Onde ficam as vidas humanas, na lógica do mundo econômico e político? Conluios sempre existem entre empresas e governos
Há exatos oito anos, em 11 de março de 2011, no Japão, um forte terremoto estremeceu as estruturas da usina nuclear de Fukushima, seguido de um enorme tsunami que afogou suas máquinas. Pouco depois três dos seus reatores explodiram. Do desastre natural passou-se à catástrofe social e ambiental provocada por acidentes nucleares em que os reatores derretem. Era o terceiro desse tipo que ocorria no mundo, considerado impossível até o primeiro em 1979 nos Estados Unidos e o segundo na então União Soviética em 1986, em Chernobyl.
A radioatividade disseminada pela explosão levou à evacuação de 160 mil sobreviventes do terremoto e do tsunami e os milhões de habitantes de Tóquio quase tiveram a mesma sorte. Foram para alojamentos provisórios, onde estão até hoje, recebendo ajudas do governo. Entre os deslocados mais velhos, há várias vezes mais suicidas do que vitimas do tsunami. O governo ameaça abandoná-los para pressioná-los por sua volta a áreas ainda radioativas.
Onde ficam as vidas humanas, na lógica do mundo econômico e político? Conluios sempre existem entre empresas e governos. A Comissão de Inquérito do Parlamento japonês após o acidente assim definiu as causas do desastre. Para economizar recursos, a construtora da usina erguera um muro de 4 metros de altura para conter tsunamis, ignorando organismos técnicos do Estado que exigiam mais de 15 metros. A onda veio com 15 metros. Em 13 de março próximo será a ultima audiência de defesa de três dos dirigentes da empresa, em ação movida contra eles por organizações sociais. Podem ficar 5 anos presos – pena máxima no Japão por negligências que levam a ferimentos e mortes.
Mas razões de mesmo tipo levaram, no Brasil, a tragédias como a de Brumadinho, após Mariana. Desta vez com mais de 300 vidas perdidas. Causa, a mesma: descaso com a segurança em beneficio do lucro. Possivelmente ainda mais no Brasil do que no Japão, nos falta uma cultura de segurança em equipamentos coletivos. Logo após Brumadinho foi a morte absurda de dez meninos em treinamento num grande time de futebol. E os 242 jovens da boate Kiss? E o incêndio do Museu Nacional, carbonizando nossa historia? Exemplos não faltam. Como sempre: pouca fiscalização, laudos ignorados. Mas faz ainda mais falta confiar na Justiça para punir funcionários irresponsáveis.

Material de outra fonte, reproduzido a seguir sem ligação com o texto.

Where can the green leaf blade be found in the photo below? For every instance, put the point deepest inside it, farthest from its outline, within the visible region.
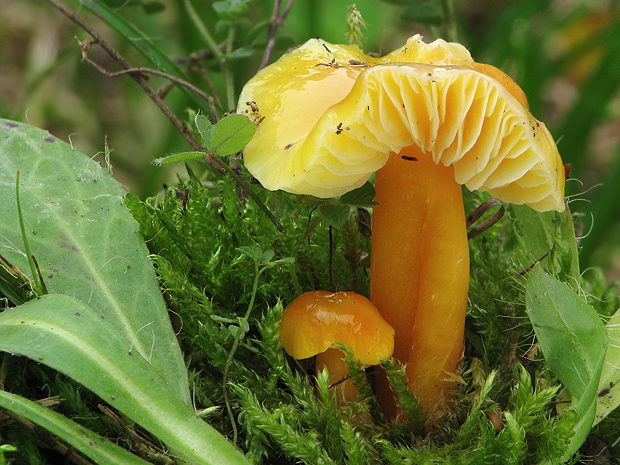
(574, 341)
(231, 134)
(90, 444)
(86, 242)
(65, 334)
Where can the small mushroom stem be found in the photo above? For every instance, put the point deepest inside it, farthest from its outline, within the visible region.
(334, 359)
(420, 274)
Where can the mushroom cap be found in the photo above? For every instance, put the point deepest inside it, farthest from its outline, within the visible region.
(329, 116)
(316, 320)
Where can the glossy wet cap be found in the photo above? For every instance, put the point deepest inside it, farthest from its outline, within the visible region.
(329, 116)
(316, 320)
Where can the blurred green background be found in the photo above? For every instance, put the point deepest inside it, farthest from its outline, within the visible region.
(565, 54)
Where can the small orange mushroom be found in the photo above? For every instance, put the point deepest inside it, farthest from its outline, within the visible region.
(317, 320)
(427, 119)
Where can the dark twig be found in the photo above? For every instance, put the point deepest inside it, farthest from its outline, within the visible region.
(477, 214)
(210, 157)
(275, 22)
(139, 78)
(85, 46)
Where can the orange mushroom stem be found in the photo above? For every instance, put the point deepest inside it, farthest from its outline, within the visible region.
(427, 119)
(317, 320)
(420, 273)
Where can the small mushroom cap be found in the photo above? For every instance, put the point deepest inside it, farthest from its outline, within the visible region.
(316, 320)
(329, 116)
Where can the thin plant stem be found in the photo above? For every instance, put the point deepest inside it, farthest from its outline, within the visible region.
(275, 22)
(34, 283)
(450, 24)
(229, 82)
(231, 354)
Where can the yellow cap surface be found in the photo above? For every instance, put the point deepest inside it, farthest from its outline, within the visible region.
(329, 116)
(316, 320)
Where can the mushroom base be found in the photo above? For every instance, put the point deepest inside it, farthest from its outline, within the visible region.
(420, 275)
(334, 359)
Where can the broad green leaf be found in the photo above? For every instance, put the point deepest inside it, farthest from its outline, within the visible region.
(573, 340)
(232, 134)
(65, 334)
(143, 43)
(206, 129)
(608, 397)
(96, 448)
(178, 157)
(86, 242)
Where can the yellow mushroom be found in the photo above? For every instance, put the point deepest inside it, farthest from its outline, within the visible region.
(427, 119)
(317, 320)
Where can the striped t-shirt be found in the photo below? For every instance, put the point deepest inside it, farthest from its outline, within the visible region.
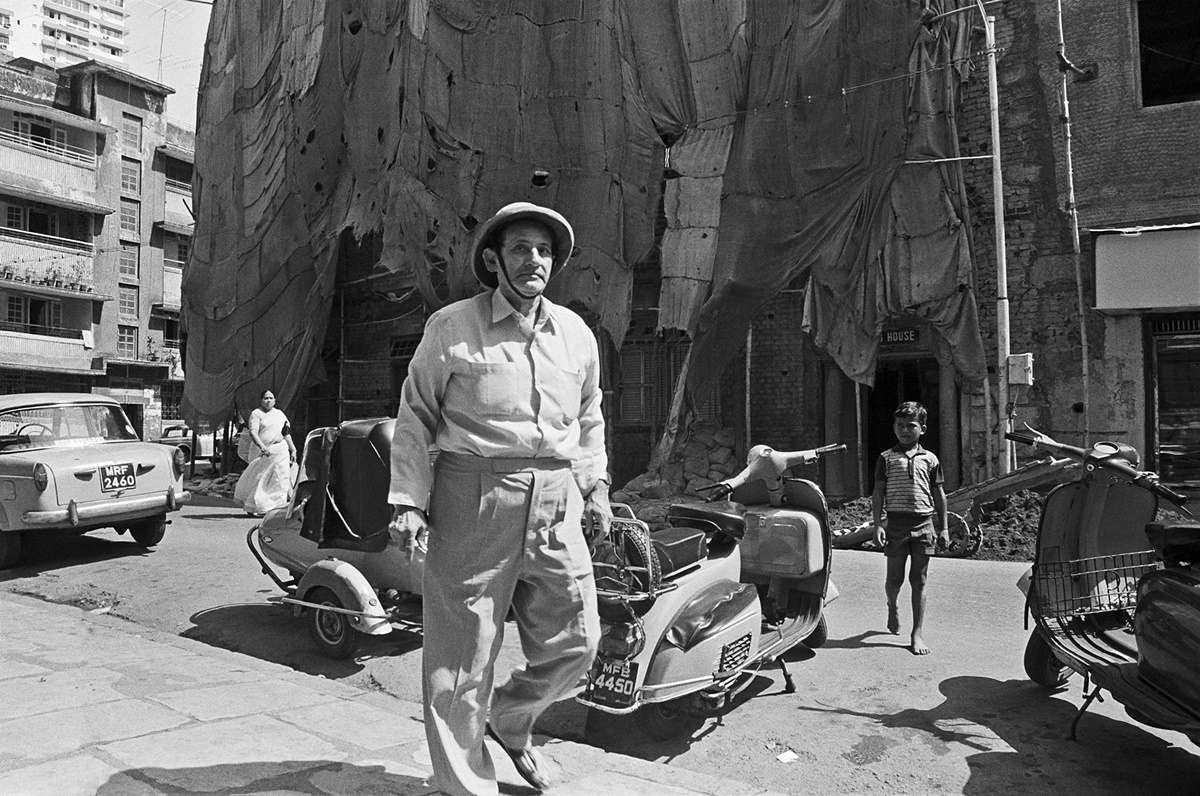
(910, 477)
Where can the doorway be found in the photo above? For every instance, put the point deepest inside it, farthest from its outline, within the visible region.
(898, 381)
(136, 413)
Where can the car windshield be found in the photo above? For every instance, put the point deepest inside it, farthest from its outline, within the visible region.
(66, 425)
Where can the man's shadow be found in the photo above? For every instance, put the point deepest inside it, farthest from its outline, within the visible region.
(315, 777)
(1109, 756)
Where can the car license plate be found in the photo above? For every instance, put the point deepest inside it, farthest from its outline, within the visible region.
(114, 478)
(612, 682)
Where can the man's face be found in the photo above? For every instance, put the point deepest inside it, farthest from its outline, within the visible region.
(907, 430)
(528, 252)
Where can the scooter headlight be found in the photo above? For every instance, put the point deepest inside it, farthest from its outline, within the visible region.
(179, 461)
(41, 477)
(622, 640)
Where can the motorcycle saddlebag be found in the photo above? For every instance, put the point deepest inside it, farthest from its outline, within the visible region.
(1168, 628)
(783, 542)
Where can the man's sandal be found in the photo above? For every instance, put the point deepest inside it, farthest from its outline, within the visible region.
(528, 762)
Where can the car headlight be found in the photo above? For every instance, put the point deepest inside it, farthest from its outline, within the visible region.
(41, 477)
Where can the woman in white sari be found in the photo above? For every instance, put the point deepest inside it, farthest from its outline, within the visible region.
(267, 482)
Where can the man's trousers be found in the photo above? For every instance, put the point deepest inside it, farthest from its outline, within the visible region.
(503, 532)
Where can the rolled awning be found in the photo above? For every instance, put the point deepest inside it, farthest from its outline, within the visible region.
(34, 195)
(175, 228)
(54, 114)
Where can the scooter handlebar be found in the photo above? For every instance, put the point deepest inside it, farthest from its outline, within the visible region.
(1144, 479)
(1035, 437)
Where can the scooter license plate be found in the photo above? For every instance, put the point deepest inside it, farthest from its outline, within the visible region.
(612, 682)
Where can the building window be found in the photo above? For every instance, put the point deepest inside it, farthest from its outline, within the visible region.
(131, 175)
(127, 342)
(179, 174)
(127, 301)
(1169, 49)
(131, 132)
(130, 257)
(171, 334)
(1176, 394)
(34, 316)
(131, 216)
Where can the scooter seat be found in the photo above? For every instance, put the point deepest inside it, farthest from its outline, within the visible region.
(678, 548)
(726, 516)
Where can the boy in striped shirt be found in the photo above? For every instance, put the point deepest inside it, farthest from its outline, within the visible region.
(909, 485)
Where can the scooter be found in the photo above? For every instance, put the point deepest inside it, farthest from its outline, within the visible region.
(1114, 594)
(691, 612)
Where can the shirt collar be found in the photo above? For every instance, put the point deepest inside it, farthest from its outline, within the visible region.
(503, 309)
(916, 450)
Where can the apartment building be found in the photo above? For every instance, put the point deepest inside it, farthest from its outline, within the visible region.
(61, 33)
(95, 227)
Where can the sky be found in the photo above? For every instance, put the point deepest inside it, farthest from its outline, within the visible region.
(166, 45)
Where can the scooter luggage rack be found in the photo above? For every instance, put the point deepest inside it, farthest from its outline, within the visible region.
(1083, 586)
(640, 580)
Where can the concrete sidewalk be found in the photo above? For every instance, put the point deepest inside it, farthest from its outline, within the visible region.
(94, 705)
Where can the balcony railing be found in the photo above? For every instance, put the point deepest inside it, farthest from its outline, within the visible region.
(84, 246)
(37, 329)
(49, 148)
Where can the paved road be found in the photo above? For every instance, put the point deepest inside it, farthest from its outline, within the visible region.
(868, 717)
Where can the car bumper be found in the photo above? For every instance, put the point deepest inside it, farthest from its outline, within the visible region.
(118, 509)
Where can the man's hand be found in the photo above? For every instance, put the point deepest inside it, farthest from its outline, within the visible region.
(598, 514)
(408, 528)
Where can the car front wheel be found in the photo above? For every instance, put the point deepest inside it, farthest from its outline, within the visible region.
(10, 549)
(149, 532)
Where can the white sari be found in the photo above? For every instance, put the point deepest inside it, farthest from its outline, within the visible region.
(267, 482)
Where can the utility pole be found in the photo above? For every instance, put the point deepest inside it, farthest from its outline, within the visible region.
(1003, 410)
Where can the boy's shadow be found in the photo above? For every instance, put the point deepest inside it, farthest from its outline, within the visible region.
(1015, 728)
(861, 641)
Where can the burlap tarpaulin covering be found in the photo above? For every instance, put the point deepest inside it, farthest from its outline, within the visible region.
(417, 120)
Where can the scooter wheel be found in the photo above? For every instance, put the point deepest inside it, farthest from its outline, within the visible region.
(1042, 665)
(819, 636)
(665, 720)
(330, 630)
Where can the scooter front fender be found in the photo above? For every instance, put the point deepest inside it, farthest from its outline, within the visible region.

Pior ainda é que há acidentes e acidentes. Os nucleares são muito mais violentos. Como dizem os especialistas, quando um acidente com derretimento do reator acontece, ele só começa a acontecer. Eles não são esquecidos no prazo de um luto: durante décadas ou séculos a radioatividade disseminada continuará matando quem for por ela contaminado.
Ora, é exatamente um acidente nuclear desse tipo que nos espreita, numa praia entre as duas maiores cidades do país, se o atual governo reiniciar, como pretende, a obra de Angra 3, a terceira de nossas usinas nucleares. Seu projeto é de 1977, anterior portanto aos três acidentes “impossíveis” já ocorridos. Para licenciar essa obra, em 2010, após sua interrupção em 1983, e nos garantir esse pesadelo assustador, a Eletronuclear engavetou um parecer de engenheiros de segurança sobre a necessidade de revisão do projeto, assim como uma recomendação do Ministério Publico Federal nesse mesmo sentido. Alguma semelhança com a negligência e o conluio constatados no Japão?
Dizem os “responsáveis” que o projeto segue as normas pós 1979 da Agencia Internacional de Energia Atômica. Mas as informações a respeito são imprecisas e duvidosas. Por exemplo: entre as novas exigências, o edifício do reator terá três vezes mais solidez do que o do projeto de 77, para que resista a explosões?
Uma petição ao Ministério Publico Federal por uma auditoria de Angra 3, internacional e independente, está recebendo milhares de adesões em todo o mundo. Lá fora se sabe que acidentes nucleares não respeitam fronteiras. A nuvem radioativa de Chernobyl cobriu toda a Europa. A água que resfria os reatores fundidos de Fukushima está contaminando o Pacifico.